Many published articles discuss feed rate scheduling with constraints of force and material removal rate. Wang [
1] developed a solid modeling system for optimization of the end milling process based on the regulation of material removal rates (MRR). Karunakaran and Shringi [
2] presented an offline adaptive control method for feed rate optimization for the end milling process. The geometry of the undeformed chip was investigated for the prediction of the cutting forces. The feed rate was adjusted based on a cutting force limit. Li et al. [
3] introduced an offline feed rate scheduling system based on integration of MRR regulation and CAD/CAM for three-axis end milling. Ridwan et al. [
4] proposed a feed rate optimization method for efficient machining. Fuzzy adaptive control was used to achieve a constant cutting force by adapting feed rate automatically according to the cutting conditions. Spence and Altintas [
5] presented a Constructive Solid Geometry (CSG) based process simulation system for 2.5 axis milling. The feed rate was adjusted according to force, torque, and part dimensional error constraints. Lee and Cho [
6] proposed a feed rate scheduling method for rough milling processes based on a reference cutting force model. The reference cutting force was calculated through finite element method (FEM). It functioned as a cutting force threshold in the milling processes to avoid tool breakages. Similar methodologies were implemented for ball-end milling [
7] and studies involved modeling cutting forces [
8,
9]. Mamedov and Lazoglu [
10] introduced a feed rate scheduling technique for micro ball-end milling process. The cutting force model to predict cutting force was based on fitted cutting coefficients, which assumed a linear correlation between feed-per-tooth and cutting force. The feed rate planning method was borrowed from the study of Erdim and Lazoglu [
11], which employed a predefined threshold value for resultant cutting force without a detailed explanation. Özel and Liu [
12] proposed a micro-end milling process planning technique based on cutting mechanics. An analytical model was formulated, emphasizing achieving good surface quality of finishing cut. For rough milling, a predefined cutting force threshold was used to avoid premature tool failure. The determination of the threshold cutting force that causes tool failure was not explained in detail. Liang et al. [
13] introduced a mechanics-based cutting force and torque regulation method for feed rate scheduling of multi-axis plunge milling. Ferry and Altintas [
14] introduced a feed rate optimization method for 5-axis flank milling processes.

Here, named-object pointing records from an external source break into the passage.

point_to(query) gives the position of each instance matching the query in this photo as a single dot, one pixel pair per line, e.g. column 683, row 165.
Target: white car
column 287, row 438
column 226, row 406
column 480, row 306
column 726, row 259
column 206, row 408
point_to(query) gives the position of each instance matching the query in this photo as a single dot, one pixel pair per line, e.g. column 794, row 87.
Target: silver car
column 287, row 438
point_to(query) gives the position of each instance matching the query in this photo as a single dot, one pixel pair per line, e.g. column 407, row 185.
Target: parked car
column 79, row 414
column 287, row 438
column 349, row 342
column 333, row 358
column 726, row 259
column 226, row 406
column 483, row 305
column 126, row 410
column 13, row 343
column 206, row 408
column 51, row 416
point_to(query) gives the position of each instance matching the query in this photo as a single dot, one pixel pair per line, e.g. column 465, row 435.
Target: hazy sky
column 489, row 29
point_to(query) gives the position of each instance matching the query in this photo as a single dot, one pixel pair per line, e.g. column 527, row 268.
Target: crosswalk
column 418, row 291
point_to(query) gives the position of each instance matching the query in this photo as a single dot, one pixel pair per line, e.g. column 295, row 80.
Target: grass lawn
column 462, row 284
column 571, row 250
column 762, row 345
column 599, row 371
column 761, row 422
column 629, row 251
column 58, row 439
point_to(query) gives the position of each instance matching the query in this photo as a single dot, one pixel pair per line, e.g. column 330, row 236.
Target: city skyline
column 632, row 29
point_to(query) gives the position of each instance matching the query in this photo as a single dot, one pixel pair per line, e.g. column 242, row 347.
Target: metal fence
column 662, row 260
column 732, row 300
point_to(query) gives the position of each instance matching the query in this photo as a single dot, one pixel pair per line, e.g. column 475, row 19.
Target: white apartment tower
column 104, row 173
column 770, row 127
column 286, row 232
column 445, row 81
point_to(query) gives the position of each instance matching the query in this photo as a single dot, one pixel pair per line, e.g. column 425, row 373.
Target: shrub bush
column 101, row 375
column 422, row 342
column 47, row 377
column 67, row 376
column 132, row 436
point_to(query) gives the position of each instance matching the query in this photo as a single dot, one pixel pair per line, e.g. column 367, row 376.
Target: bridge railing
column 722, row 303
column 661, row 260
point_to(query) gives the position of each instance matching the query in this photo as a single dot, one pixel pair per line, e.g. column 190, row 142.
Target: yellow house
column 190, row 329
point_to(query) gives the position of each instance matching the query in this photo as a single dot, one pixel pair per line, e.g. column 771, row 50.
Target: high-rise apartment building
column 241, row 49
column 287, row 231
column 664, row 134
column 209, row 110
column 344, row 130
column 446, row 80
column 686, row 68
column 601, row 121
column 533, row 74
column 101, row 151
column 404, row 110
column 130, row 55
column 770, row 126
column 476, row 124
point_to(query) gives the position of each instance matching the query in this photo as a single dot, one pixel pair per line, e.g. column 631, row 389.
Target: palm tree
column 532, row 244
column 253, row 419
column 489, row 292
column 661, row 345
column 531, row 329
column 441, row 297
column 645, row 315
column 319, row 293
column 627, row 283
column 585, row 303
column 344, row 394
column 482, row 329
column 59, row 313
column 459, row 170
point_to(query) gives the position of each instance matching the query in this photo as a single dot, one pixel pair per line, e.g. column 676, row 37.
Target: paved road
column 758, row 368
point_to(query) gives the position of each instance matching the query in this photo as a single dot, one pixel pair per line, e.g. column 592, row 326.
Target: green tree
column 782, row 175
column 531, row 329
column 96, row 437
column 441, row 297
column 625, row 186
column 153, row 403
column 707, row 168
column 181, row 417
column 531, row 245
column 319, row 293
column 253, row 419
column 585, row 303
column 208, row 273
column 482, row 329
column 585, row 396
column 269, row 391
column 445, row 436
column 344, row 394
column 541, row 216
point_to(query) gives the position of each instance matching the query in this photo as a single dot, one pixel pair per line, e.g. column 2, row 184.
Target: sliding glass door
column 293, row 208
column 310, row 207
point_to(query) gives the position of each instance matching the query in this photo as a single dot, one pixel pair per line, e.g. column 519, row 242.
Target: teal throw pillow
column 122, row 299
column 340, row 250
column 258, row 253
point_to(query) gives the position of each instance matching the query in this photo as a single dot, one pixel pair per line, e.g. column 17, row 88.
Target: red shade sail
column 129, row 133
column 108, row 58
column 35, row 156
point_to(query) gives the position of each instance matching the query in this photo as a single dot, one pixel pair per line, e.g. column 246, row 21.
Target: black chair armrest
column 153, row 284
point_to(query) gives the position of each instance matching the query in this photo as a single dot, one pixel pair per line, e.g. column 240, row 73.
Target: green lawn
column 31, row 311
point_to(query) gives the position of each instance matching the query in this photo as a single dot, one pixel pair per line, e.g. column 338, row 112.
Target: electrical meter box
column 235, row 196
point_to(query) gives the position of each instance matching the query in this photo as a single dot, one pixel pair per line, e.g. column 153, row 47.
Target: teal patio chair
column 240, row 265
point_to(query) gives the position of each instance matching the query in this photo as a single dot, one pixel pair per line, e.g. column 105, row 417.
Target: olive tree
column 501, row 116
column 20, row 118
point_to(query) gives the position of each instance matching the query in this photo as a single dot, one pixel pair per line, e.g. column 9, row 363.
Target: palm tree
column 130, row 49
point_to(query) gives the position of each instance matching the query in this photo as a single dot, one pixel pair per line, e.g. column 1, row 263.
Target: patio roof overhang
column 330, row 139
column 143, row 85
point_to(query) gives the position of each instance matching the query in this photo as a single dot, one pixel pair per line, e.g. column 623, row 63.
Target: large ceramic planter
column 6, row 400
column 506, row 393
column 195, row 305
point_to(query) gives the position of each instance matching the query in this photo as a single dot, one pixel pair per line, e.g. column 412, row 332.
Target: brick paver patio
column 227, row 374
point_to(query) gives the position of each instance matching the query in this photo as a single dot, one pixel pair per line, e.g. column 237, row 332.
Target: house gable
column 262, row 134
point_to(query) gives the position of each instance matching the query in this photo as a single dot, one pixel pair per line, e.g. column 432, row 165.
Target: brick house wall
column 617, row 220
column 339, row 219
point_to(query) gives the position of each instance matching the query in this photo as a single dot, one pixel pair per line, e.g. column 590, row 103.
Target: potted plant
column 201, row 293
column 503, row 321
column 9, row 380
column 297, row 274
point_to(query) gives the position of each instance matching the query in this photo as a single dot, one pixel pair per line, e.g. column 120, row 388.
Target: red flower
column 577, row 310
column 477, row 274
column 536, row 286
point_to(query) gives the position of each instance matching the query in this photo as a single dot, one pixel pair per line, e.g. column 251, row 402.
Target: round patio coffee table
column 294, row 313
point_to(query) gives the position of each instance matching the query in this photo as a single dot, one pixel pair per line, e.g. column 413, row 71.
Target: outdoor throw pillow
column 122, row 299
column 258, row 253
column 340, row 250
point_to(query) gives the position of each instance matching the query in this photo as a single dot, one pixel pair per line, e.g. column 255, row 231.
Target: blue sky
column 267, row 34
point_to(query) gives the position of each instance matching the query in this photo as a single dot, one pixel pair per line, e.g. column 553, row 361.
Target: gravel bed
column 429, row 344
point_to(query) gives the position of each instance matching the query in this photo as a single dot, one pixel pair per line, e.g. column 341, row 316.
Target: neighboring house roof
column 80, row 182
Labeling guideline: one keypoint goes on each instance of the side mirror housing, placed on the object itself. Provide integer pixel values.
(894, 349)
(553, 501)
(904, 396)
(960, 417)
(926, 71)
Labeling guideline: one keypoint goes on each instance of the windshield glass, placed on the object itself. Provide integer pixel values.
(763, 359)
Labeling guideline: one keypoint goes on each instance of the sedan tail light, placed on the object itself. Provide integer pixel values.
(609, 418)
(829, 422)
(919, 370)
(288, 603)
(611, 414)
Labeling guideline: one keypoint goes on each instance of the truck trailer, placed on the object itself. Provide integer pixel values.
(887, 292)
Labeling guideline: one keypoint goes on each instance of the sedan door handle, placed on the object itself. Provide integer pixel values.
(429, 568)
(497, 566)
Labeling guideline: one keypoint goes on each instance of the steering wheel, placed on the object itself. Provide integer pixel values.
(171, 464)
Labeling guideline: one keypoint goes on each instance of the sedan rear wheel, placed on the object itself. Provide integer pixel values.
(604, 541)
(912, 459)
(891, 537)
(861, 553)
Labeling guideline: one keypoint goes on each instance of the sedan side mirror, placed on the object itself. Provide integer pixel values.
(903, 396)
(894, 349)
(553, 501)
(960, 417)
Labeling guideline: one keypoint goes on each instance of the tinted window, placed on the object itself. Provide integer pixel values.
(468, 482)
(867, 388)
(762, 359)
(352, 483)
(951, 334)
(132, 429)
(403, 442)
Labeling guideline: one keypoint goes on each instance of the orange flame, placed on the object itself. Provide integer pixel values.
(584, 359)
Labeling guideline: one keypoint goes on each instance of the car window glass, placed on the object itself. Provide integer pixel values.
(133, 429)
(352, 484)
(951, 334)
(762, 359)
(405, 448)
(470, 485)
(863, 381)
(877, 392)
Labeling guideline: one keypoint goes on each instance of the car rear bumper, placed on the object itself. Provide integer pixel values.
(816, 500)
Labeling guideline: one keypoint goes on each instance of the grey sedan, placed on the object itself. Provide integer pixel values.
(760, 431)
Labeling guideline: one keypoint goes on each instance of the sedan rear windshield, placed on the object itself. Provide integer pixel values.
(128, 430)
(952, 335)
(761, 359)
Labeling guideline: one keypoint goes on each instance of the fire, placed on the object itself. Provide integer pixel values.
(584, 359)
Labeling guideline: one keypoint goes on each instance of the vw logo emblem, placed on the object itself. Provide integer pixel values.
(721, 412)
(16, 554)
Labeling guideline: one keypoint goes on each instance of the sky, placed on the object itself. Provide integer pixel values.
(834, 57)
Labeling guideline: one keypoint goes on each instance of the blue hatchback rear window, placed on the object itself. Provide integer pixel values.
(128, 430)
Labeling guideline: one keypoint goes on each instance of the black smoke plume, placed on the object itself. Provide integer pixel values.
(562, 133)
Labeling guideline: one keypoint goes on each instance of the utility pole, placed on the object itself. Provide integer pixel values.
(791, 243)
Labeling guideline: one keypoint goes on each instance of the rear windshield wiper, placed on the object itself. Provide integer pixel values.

The cutting conditions were planned considering the constraints of the tool shank bending stress, tool deflection, maximum chip load, and the torque limit of the machine. However, tool stress and breakage close to tool tips were not discussed in the study. Li et al. [
15] proposed a feed rate optimization method based on cutting force prediction for variant surface milling process. Fussell et al. [
16] developed a feed rate process planner for complex sculptured end milling based on discrete mechanistic and geometric end milling models. The cutting force and the feed-per-tooth at the divided microsegments were constrained according to tool deflection, surface finish, tool failure and machine power. Similar methods of cutting force regulation were adopted by Guzel and Lazoglu [
17] for feed rate scheduling in sculpture surface machining. Erdim et al. [
18] introduced feed rate scheduling strategies for free-form surfaces based on cutting force models and regulation of MRR. Zhang et al. [
19] integrated geometric and mechanistic models for force prediction and feed rate scheduling in five-axis CNC free-form surface machining. The models were implemented with a threshold of cutting force to obtain optimal feed rates. Tikhon et al. [
20] proposed a NURBS interpolator based on the adaptive feed rate control for the constant MRR. The method was accomplished by adjusting feed rate according to the curvature of a surface.
In this study, a feed rate scheduling method based on stress regulation is developed for down milling of hardened stainless steel 440C. The geometry of the uncut chip is analyzed in-depth for tool breakage prediction. A multiple linear regression model is devised to estimate the tensile stresses based on the uncut chip geometry, radial cutting depth, and tool path curvature. The planning of feed rates is then achieved through regulating the maximum tensile stress in the cutting tool along the tool path. Validation experiments are conducted with tool paths that involve linear and arc segments with various radii. It is observed that the method is capable of reducing the machining time without causing tool breakages.